The Hunger Games has spawned numerous copycat novels and revived the dystopian genre. But while the YA dystopian bubble is sure to eventually burst, humanity’s nagging belief in societal collapse and impending apocalypse remains alive and well.
Dystopian themes have been a part of our pop cultural landscape for a very long time. Stories about crumbling governments, pandemics, plagues, and looming apocalypses, whether made by man, alien, or artificial intelligence, cycle through or collective psyches with startling regularity. Whether it’s George Orwell’s 1984, Ray Bradbury’s Fahrenheit 451, Blade Runner, Soylent Green, Mad Max, Terminator, Children of Men, or The Hunger Games, we seem instinctively drawn to stories about the worst possible End.
Of course, there’s a difference between shambling zombies, nuclear winters, biological fallout, tyranny, and alien invasions.

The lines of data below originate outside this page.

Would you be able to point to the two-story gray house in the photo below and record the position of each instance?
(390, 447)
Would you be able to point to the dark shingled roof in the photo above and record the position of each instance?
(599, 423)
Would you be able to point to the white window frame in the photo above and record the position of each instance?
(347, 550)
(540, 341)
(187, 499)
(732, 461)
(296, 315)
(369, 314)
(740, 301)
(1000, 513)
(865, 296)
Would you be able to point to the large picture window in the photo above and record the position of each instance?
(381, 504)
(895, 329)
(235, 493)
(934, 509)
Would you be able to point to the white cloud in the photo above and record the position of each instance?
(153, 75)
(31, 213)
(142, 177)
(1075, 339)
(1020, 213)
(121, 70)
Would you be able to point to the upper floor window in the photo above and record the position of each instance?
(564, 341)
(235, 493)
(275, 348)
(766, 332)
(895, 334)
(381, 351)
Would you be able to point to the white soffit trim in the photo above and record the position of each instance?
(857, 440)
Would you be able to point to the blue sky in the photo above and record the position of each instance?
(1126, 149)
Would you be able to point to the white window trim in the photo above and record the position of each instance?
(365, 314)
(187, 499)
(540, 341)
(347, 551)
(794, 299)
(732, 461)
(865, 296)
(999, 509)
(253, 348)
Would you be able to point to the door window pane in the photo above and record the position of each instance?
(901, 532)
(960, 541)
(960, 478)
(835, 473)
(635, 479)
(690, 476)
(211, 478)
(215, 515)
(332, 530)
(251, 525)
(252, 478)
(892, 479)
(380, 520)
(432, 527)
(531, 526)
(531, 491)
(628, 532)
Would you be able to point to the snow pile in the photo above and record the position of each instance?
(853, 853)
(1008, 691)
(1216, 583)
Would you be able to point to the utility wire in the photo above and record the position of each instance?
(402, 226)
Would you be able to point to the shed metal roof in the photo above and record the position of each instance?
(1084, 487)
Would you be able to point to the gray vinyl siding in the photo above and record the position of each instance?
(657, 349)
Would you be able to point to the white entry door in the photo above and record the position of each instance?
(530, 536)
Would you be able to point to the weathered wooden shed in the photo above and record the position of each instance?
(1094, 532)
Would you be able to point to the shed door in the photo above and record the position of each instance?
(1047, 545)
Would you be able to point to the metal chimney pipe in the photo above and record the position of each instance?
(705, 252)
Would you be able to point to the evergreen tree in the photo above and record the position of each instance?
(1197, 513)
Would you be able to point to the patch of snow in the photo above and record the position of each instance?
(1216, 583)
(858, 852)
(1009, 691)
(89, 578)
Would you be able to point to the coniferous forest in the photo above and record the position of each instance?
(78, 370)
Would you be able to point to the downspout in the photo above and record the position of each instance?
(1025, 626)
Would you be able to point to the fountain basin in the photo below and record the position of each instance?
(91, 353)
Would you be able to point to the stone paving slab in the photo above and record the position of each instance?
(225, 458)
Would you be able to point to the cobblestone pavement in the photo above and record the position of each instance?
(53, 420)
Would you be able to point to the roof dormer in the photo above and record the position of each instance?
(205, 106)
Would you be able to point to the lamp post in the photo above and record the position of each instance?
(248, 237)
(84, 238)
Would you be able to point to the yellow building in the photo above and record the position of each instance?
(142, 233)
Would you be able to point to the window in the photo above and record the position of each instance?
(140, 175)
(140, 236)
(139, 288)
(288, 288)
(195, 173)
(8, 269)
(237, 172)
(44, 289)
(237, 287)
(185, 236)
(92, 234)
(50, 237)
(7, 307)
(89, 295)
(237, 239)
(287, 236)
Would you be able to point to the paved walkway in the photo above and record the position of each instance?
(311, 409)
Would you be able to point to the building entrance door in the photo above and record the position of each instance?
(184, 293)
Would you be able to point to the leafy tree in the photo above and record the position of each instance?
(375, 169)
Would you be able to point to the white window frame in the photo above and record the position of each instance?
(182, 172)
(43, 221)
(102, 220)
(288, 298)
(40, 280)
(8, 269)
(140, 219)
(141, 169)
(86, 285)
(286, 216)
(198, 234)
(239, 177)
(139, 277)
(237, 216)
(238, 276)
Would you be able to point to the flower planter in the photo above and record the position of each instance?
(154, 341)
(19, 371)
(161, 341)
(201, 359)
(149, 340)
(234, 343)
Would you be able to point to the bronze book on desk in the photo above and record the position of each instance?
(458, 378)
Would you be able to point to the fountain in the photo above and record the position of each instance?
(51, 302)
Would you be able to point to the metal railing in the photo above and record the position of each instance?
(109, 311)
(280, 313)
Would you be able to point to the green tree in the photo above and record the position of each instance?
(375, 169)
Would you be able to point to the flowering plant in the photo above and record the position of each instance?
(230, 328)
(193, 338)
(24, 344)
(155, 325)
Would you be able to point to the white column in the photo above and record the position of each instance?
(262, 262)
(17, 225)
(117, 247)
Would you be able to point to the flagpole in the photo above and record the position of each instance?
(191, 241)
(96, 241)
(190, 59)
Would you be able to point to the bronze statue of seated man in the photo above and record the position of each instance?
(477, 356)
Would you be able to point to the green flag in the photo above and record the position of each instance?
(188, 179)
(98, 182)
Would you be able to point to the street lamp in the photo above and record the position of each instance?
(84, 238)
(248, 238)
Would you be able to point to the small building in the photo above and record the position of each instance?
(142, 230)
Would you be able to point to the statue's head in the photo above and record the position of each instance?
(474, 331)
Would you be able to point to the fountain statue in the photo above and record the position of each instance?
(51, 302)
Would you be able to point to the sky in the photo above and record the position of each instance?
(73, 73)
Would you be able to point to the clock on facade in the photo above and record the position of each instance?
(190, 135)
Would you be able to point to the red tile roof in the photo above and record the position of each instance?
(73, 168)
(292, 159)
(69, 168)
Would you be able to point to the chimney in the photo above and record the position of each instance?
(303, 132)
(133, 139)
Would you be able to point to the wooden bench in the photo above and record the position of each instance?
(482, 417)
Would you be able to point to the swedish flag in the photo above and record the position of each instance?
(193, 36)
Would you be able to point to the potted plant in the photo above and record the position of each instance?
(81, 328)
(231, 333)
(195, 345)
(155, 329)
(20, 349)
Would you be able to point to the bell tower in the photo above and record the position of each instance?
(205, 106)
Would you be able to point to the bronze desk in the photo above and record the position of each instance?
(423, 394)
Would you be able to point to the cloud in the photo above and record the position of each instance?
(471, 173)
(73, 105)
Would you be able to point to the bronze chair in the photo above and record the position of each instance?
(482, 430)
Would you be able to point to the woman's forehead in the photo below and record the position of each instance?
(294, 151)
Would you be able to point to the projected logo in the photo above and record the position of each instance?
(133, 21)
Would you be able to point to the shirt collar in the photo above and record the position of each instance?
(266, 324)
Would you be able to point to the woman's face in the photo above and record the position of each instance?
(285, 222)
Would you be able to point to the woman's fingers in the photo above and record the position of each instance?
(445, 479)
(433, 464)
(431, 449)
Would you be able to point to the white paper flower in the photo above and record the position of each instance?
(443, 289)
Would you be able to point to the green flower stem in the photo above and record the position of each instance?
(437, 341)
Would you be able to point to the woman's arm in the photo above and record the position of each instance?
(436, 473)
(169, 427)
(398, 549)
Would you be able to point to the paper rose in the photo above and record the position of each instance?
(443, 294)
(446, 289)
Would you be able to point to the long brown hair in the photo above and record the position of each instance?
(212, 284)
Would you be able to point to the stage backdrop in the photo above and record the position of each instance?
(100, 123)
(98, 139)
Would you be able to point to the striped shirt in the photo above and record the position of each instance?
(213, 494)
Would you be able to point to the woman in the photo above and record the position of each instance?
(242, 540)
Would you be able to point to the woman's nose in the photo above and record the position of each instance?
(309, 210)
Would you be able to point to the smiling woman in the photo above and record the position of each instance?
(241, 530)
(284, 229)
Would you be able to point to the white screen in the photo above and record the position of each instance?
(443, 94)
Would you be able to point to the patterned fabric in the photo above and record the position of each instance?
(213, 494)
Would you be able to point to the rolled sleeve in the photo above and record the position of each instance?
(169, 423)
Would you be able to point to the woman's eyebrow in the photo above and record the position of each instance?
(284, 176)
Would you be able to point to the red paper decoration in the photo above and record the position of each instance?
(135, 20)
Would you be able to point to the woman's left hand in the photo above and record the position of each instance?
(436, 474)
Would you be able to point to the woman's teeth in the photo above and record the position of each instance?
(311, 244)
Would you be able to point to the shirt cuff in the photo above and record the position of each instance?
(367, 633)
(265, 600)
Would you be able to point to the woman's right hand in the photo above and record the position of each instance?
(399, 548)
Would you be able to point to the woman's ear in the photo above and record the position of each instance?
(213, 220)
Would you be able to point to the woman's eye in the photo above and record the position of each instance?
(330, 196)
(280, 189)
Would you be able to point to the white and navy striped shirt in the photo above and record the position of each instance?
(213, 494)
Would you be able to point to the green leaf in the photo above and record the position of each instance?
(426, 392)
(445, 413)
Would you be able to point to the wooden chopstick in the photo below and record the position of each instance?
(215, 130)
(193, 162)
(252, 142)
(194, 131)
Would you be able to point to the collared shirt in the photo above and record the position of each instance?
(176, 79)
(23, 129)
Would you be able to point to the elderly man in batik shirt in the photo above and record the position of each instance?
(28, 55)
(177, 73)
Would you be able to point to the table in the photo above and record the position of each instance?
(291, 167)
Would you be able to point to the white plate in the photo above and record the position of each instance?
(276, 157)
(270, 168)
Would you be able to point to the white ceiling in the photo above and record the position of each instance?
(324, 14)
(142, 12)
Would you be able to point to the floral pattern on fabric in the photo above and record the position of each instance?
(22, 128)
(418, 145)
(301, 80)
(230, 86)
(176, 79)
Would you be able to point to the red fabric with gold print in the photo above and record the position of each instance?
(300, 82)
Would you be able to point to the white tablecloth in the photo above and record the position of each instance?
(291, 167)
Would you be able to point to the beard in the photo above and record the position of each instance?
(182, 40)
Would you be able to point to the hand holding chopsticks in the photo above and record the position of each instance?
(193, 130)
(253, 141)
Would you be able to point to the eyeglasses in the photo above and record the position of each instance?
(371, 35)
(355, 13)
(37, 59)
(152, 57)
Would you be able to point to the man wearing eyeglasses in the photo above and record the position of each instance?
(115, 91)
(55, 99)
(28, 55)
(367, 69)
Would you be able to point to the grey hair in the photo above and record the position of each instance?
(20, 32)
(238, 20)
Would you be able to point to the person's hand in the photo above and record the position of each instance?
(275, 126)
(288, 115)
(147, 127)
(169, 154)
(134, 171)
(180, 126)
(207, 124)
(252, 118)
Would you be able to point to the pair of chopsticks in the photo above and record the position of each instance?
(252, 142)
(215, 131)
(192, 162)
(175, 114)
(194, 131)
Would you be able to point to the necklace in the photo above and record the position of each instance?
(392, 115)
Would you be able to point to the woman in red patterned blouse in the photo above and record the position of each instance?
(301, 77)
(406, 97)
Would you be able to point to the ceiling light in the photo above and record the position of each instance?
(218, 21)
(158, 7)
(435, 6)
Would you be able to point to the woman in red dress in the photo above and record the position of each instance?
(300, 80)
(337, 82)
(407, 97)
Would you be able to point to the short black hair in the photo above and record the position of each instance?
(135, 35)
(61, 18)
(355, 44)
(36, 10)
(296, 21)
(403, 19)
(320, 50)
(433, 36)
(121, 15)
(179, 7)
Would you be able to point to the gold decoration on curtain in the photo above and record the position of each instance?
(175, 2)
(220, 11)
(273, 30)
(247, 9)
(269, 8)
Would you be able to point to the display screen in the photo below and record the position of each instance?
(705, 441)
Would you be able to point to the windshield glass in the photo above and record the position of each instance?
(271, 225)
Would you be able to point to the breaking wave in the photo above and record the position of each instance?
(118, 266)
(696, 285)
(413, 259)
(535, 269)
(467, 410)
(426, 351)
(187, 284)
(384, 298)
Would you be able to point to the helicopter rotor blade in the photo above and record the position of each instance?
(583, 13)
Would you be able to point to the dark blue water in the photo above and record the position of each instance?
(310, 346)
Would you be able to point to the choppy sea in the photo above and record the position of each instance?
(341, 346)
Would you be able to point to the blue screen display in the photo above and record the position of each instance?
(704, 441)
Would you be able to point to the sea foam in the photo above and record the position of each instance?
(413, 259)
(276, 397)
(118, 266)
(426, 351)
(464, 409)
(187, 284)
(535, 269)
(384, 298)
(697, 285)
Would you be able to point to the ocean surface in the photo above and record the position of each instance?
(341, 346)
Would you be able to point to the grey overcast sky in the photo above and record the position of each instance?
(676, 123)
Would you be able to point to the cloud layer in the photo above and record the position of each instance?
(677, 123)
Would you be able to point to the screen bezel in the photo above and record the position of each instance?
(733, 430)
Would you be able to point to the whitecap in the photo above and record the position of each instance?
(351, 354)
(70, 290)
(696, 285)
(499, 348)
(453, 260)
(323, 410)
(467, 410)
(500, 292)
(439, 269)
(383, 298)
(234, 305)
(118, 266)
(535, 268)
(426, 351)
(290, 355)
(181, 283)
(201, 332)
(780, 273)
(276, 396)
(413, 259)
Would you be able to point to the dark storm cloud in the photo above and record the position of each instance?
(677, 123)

Not all of these fall neatly into the category of dystopia. Nevertheless, all of them are tied to a view of the future that is bleak.
So why do we keep coming back to this particular view of the future? Why are dystopian themes so compelling? You’d think we’d want to focus on futures more rosy. I mean, what happened to our belief in utopia, the one where we’d cure cancer, stop nuclear war, stop fighting, and evolve? Frankly, it got T-boned by reality.
Utopianism is rooted in modernity — the belief that technology and human ingenuity can build a better world. Industrialization bolstered the utopian dream, leading us to believe we could harness the better angels of our nature, conquer disease, aging, poverty, etc. But it wasn’t long before reality sunk in. Several world wars, genocides, natural disasters, governmental collapses and overthrows, overcrowded jails and over-medicated masses, has deflated the notion that we are anywhere able to right the world’s wrongs. Much less, our own personal wrongs. There isn’t enough silicone on earth to keep us from sagging — both physically and morally. No amount of good deeds can stop the decay. And as long as a human walks the earth, dystopia is inevitable.
Sure, it sounds pessimistic. But it’s a fact. Manmade utopia is simply an oxymoron. As such, a dystopian future seems far more realistic than a utopian one.
Interestingly enough, our inclination to envision a dystopian future has roots in a very biblical worldview.
The Bible does not paint a rosy picture about the fate of mankind. Whether it’s Jesus warning about natural and cosmological catastrophes, plagues, and times of great deception, or the apostle John’s hellacious account of the end of the age, Scripture paints a picture of things getting worse before they get better. Apparently, all our peace accords, technological advances, and therapeutic skills still land us in Armageddon. Far from Shangri la, we end up in an arena, pitted against God, nature and, each other. No amount of firepower or psychobabble can stave of these approaching hoofbeats.
The genre of dystopian books and films reinforces a vital biblical theme — Man is broken. No amount of moral or technological “tweaks” can correct the malfunction that is Us.
In a way, our embrace of dystopia is both a rejection of utopia and the notion of inherent human goodness. History and personal experience have shown us, over and over again, that when left to his devices Man fails. No amount of drugs, diplomacy, technology, education, or entertainment can prevent collapse, both internal and external. Dystopia is an admission of depravity. We are the anti-Midas: Everything we touch rots. And the bigger our contribution, the more pervasive the decomposition.
In this sense, the dystopian trend is evidence of a creeping realization that we are broken and things will only get worse. So whether it’s Katniss against the Capitol, Logan running from Termination, 1984’s Thought Police, Blade Runner’s glitching replicants, or Wells’ Morlocks, something rings true about a screwed up future. Why? Just look in the mirror.
In this sense, the dystopian trend is a very good thing. It is an affirmation of a Christian worldview, one which admits that no earthly power can save us from ourselves. In popular culture, dystopia trumps utopia, not because we are inherent pessimists, but because some truths are too obvious to be fiction.